Measuring such small changes is extremely difficult, even using very large (5-10m) ground-based telescopes that have fancy optics and a high throughput. That's why terrestrial planet finding using the transit method will have to wait for NASA's Kepler mission. Scheduled for launch in 2007, this mission will look for minute brightness variations in c. 100,000 nearby Solar-type stars.
Tubal-Cain smokes the white owl.
I think it's mostly down to the fact that these large planets close to their parent stars are easier to see.
If you're looking at a Jupiter-sized object that orbits closer than Mercury, then you're going to have an orbital period on the order of days or weeks. On the other hand, if you want to detect a Jupiter-sized object orbiting at that same distance Jupiter does from our Sun, then your orbital period ends up as years or tens of years (Jupiter completes one orbit in a bit less than twelve years.)
Depending on the technique you use to detect a planet, you often need to show a pattern that persists through at least two or three consecutive orbits.

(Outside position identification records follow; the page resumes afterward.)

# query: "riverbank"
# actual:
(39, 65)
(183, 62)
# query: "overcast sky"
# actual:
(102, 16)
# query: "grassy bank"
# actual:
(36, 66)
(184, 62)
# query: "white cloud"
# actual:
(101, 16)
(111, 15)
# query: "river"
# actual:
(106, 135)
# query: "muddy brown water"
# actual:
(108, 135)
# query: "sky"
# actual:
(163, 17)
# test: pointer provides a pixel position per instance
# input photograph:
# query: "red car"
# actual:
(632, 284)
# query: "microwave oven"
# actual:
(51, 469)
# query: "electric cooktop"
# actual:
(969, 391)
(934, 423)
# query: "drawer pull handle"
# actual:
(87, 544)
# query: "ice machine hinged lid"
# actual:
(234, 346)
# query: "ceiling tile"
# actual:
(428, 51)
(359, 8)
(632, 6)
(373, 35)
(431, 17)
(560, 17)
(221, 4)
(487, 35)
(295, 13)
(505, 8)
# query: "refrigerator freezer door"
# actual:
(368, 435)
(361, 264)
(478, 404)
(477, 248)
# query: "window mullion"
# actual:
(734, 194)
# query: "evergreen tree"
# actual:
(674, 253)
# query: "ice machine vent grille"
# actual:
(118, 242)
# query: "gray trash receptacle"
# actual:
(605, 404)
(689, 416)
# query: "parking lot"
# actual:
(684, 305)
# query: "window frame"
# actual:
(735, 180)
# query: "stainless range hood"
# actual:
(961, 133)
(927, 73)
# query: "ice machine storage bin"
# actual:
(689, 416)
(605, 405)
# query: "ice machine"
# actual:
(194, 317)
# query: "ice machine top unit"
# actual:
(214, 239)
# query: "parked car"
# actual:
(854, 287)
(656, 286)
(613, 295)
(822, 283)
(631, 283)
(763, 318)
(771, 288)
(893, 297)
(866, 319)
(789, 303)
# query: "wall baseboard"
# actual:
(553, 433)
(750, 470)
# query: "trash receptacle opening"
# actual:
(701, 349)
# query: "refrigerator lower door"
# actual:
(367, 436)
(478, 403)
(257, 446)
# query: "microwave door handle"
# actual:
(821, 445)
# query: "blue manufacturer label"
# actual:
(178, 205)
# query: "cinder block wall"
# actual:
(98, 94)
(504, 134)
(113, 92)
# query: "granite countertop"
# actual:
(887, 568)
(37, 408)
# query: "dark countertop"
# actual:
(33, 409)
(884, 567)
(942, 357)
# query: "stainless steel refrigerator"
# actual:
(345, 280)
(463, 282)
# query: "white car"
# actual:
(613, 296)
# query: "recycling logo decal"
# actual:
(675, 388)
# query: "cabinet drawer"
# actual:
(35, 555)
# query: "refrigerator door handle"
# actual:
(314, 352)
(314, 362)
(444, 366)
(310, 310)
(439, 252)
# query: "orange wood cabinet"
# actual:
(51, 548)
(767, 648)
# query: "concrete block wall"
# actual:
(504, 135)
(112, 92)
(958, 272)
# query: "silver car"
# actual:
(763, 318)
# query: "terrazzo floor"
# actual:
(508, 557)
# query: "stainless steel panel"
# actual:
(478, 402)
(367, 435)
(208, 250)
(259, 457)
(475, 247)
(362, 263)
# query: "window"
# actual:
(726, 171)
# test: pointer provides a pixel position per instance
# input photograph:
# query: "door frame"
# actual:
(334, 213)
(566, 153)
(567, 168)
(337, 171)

In the case discussed here, very small changes in brightness (less than 1%) were observed every time there was a transit (the planet passed between us and the other star); these events took place every three days. In principle, one could get sufficient data in a week or so. If we were looking at an object with an orbit like Jupiter's, we'd need to have at least a quarter century of careful monitoring of the star. Other techniques also require significantly more data collection time or more sensitive equipment as the planets get smaller and their orbits grow longer. The reason why we're detecting massive gas giants in close orbits is because they're the easiest planets to see. We're definitely not getting a random sample of all planets.
Yes, the planets we are seeing seem unusual, but they're still quite few in absolute number. Perhaps in twenty years when we can reliably start detecting rocky, Earth-type planets in Earth-type orbits we'll be able to make more definitive statements. Right now we're like biologists trying to understand human life--but only being allowed to study specimens weighing more than 600 lbs.